We derive upper bounds on the Wasserstein distance (W1), with respect to sup-norm, between any continuous Rd valued random field indexed by the n-sphere and the Gaussian, based on Stein's method. We develop a novel Gaussian smoothing technique that allows us to transfer a bound in a smoother metric to the W1 distance. The smoothing is based on covariance functions constructed using powers of Laplacian operators, designed so that the associated Gaussian process has a tractable Cameron-Martin or Reproducing Kernel Hilbert Space. This feature enables us to move beyond one dimensional interval-based index sets that were previously considered in the literature. Specializing our general result, we obtain the first bounds on the Gaussian random field approximation of wide random neural networks of any depth and Lipschitz activation functions at the random field level. Our bounds are explicitly expressed in terms of the widths of the network and moments of the random weights. We also obtain tighter bounds when the activation function has three bounded derivatives.

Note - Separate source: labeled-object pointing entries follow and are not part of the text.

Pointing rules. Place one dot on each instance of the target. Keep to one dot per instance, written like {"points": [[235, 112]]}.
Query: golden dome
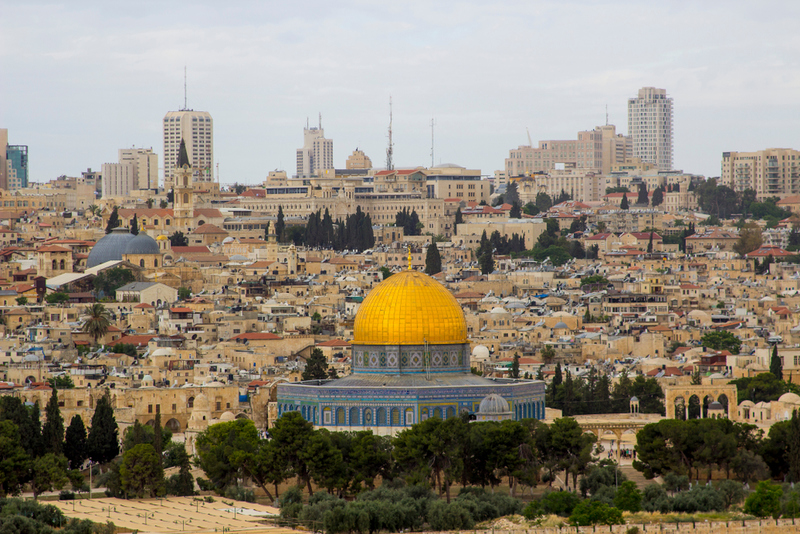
{"points": [[410, 308]]}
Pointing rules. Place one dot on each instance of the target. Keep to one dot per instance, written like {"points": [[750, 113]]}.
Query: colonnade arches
{"points": [[529, 410], [696, 402]]}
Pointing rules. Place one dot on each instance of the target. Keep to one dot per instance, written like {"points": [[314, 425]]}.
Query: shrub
{"points": [[589, 513], [765, 501], [453, 516], [559, 503], [240, 494]]}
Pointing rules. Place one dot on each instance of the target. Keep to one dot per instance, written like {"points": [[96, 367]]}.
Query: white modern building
{"points": [[137, 170], [196, 128], [316, 154], [650, 126]]}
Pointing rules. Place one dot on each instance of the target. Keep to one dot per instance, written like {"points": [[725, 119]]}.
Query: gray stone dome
{"points": [[142, 244], [110, 247], [493, 404]]}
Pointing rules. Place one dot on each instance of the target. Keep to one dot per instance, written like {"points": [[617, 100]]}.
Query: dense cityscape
{"points": [[585, 336]]}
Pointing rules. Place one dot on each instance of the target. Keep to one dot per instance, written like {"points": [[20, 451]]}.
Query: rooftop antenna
{"points": [[433, 123], [185, 100], [390, 149]]}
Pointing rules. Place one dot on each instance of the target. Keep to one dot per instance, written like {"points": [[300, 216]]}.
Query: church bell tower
{"points": [[183, 201]]}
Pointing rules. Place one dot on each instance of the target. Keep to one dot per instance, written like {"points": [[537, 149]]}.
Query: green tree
{"points": [[61, 382], [181, 483], [53, 428], [658, 196], [721, 340], [280, 224], [140, 472], [114, 220], [628, 497], [643, 199], [98, 323], [749, 239], [765, 501], [316, 366], [75, 444], [48, 472], [289, 435], [433, 261], [14, 461], [178, 239], [102, 439], [486, 262], [776, 364]]}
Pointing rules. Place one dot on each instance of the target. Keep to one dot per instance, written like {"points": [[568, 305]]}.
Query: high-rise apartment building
{"points": [[13, 164], [774, 172], [316, 154], [137, 169], [596, 150], [650, 127], [196, 128]]}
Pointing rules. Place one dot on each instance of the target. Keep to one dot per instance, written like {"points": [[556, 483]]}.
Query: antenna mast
{"points": [[433, 123], [185, 100], [390, 149]]}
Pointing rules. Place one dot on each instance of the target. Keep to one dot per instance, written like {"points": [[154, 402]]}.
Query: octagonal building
{"points": [[411, 361]]}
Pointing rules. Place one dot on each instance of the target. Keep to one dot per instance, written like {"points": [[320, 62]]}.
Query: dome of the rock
{"points": [[410, 308]]}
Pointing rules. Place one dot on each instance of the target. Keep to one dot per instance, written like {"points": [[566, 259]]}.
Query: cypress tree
{"points": [[53, 428], [113, 220], [75, 443], [103, 443], [775, 364], [794, 447], [280, 225], [433, 261], [515, 366], [157, 445]]}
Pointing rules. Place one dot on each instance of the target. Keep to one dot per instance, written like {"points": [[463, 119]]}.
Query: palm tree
{"points": [[98, 322]]}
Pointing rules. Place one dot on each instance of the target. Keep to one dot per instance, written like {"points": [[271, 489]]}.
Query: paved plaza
{"points": [[173, 514]]}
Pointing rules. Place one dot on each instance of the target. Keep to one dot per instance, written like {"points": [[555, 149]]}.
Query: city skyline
{"points": [[91, 78]]}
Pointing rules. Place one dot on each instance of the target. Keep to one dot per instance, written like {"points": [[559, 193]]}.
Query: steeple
{"points": [[183, 155]]}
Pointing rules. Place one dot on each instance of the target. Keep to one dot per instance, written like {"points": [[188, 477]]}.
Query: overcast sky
{"points": [[79, 80]]}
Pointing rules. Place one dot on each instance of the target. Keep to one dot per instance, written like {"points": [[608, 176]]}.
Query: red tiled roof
{"points": [[254, 336], [334, 343]]}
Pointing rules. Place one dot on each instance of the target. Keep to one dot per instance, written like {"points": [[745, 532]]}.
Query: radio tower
{"points": [[390, 148]]}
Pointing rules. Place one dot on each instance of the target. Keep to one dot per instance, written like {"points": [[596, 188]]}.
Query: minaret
{"points": [[183, 203]]}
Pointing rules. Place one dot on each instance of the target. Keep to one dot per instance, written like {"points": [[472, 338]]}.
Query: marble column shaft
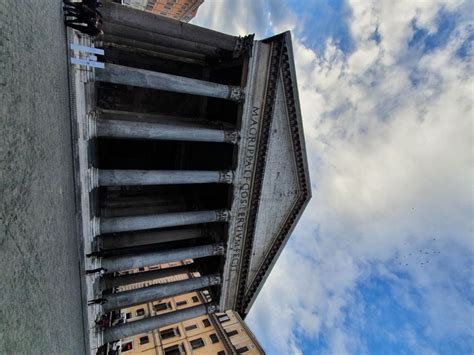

我们基于斯坦因方法,推导出以 n 球为索引的任何连续 Rd 值随机场与高斯之间的瓦瑟斯坦距离(W1)的上界。我们开发了一种新颖的高斯平滑技术,可以将平滑度量中的约束转移到 W1 距离上。这种平滑技术基于使用拉普拉斯算子幂构造的协方差函数,其设计使相关的高斯过程具有可处理的卡梅隆-马丁或再现核希尔伯特空间。这一特点使我们超越了以往文献中考虑的基于一维区间的索引集。根据我们的一般结果,我们首次获得了在随机场水平上对任意深度和 Lipschitz 激活函数的宽随机神经网络的高斯随机场近似的约束。我们的边界用网络宽度和随机权重矩明确表示。当激活函数有三个有界导数时,我们还得到了更严格的约束。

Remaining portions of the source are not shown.